To achieve this, organisations’ need to introduce a more formal process. This should be embedded into the contract.

“Every quarter you need to have that formal conversation. Not about service, not about the contract, but about where your business is going, so you can identify any changes that need to be made in the service, in the contract, in the delivery, in the mindset, in the culture.”

The major stakeholders attending these meetings should include the supplier, HR, some hiring managers and procurement.

Issuing a survey beforehand asking all parties if there is anything that needs to be addressed, if there is something procurement needs to investigate, or to simply look for some efficiencies, is a helpful way to ensure the meeting’s conversation is productive, open and honest.

“What you’re looking for is not to increase cost. Instead you want to increase quality at the current cost by potentially making some efficiencies; which would be agreed upfront. You may even have a savings target or a quality target built into the Service Level Agreement.”

By doing this, you can avoid the cost and lengthy process of going out to tender, said Aldridge.

Forging closer relationships with your recruitment partners
Aldridge said organisations need to be thinking a lot more about spending time investing in the relationship with their existing supplier rather than incurring the cost change will involve.

“It’s not just the cost of doing contracts, the cost of doing tenders; it’s the cost to the internal customers.”

In an ideal world you would only go out to tender because things have changed significantly, said Aldridge.

For example, if you’ve got a new service, or you’re bolting lots of things on like new technology, or the market has changed so much that you haven’t evolved, she said.

“But, when you’ve got a good solid contract you should be investing in the backend as well as the frontend. If you’ve made that investment to get that supplier on board, why are you not investing through the lifecycle of the contract? Why are you not identifying cost savings within the lifecycle of the contract? I think that’s more beneficial.”

Taking the tendering process seriously

Aldridge said there are times organisations have to go out to tender simply because the wrong contract was previously put in place or the wrong supplier was selected or the organisational changes have been significant that change is needed.

However, organisations always have to be mindful of why they are tendering and question it, she added.

“I think senior procurement managers should not just say tender it as a solution. They should be saying, ‘right what else have we done to get this back on track or what else have we done to extract some value’. In other words, make sure you’re developing your supplier through the lifecycle of the contract and that you’re giving them information about your business that’s going to be supportive of them being a supplier of choice.”

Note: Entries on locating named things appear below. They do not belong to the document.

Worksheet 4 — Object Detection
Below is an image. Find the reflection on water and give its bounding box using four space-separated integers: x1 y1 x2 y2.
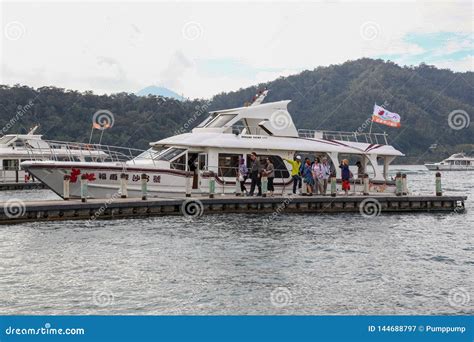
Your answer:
0 166 474 314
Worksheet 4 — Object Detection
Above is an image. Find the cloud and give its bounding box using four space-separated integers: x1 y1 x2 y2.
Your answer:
158 50 193 91
0 0 472 97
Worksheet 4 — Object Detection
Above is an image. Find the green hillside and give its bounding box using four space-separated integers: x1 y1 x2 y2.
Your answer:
0 59 474 162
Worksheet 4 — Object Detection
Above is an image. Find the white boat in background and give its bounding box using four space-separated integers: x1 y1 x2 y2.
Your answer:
21 92 403 198
425 152 474 171
0 126 107 183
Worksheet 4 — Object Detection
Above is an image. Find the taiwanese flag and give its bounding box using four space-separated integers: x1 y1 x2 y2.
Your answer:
372 104 400 128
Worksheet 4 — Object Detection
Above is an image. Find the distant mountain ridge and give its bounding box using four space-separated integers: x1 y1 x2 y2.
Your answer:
0 59 474 163
135 85 184 101
210 58 474 162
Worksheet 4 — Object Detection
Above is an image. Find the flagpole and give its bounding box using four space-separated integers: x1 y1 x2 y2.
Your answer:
99 129 105 145
89 126 94 144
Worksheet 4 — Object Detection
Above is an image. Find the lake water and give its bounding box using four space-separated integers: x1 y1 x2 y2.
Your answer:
0 166 474 315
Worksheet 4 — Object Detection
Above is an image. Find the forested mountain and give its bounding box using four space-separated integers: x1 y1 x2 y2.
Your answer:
0 86 206 149
0 59 474 162
212 59 474 162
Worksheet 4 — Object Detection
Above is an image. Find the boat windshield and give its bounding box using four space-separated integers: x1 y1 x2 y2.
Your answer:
135 147 186 161
205 114 237 128
0 136 15 145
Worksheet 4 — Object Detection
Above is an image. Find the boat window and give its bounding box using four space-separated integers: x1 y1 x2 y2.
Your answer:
247 155 290 178
135 148 163 159
197 113 217 127
218 153 241 177
3 159 20 170
154 147 186 161
170 150 186 171
0 136 15 145
206 114 237 128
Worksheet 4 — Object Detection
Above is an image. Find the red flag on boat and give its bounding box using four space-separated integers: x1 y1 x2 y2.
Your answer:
372 104 400 128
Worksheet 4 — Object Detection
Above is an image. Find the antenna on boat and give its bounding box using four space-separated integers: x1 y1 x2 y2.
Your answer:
27 125 40 135
246 88 268 107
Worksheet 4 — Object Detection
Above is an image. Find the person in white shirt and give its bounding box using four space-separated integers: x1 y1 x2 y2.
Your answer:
321 157 331 196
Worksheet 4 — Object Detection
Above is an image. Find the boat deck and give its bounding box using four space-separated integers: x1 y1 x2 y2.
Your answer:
0 195 467 224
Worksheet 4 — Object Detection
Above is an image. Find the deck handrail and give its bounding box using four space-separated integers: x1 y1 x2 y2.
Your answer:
298 128 388 145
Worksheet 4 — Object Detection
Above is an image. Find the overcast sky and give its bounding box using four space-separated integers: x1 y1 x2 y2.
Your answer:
0 1 473 98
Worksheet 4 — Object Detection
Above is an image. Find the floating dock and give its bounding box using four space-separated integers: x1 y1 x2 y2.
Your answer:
0 195 467 224
0 182 48 191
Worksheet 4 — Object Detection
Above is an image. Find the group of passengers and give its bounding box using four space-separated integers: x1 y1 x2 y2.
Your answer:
238 152 365 196
238 152 275 196
284 156 333 195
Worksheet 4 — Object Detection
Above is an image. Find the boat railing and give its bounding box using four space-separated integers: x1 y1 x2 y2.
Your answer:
298 129 388 145
26 140 144 162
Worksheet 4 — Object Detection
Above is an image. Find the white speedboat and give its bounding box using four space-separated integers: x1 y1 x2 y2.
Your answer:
21 95 403 198
425 153 474 171
0 126 107 183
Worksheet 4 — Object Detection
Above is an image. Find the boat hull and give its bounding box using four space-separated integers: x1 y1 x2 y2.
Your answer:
425 164 474 171
22 162 395 198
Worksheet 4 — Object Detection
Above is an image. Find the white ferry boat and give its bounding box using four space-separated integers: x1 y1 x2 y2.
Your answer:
0 126 106 183
425 153 474 171
21 94 403 198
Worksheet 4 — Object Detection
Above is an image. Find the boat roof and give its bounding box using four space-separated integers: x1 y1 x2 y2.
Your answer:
150 100 404 156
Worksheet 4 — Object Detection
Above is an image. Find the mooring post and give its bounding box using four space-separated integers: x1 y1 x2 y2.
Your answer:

Sarah-Jayne Aldridge’s EIGHT Top Tips to procurement professionals

  1. Ensuring procurement is part of the business discussion is really important and not just about the cost savings and the contract. Instead think about how a procurement person is being utilised as that trusted advisor.
  2. Examine whether you can develop your existing supplier so that you get quicker delivery and build partnerships.
  3. Building strong internal and supplier relationships is key so you foster that trusted advisor ethos.
  4. Develop your supplier through the lifecycle of the contract and ensure that you’re giving them information about your business that’s going to be supportive of them being a supplier of choice.
  5. Procurement professionals need to understand the contract throughout its lifecycle and to stick with it throughout its duration.
  6. Don’t just look inwards. Ask your sponsors to support you in looking outside your own organisation and think about what other companies are doing differently and how you can potentially add value by listening in to what they are saying.
  7. To avoid going out to tender work on bringing new ideas to the table, take time out to collaborate with your suppliers and unlocking value through the contract.
  8. If you’re going out to tender, know why you’re going out to tender.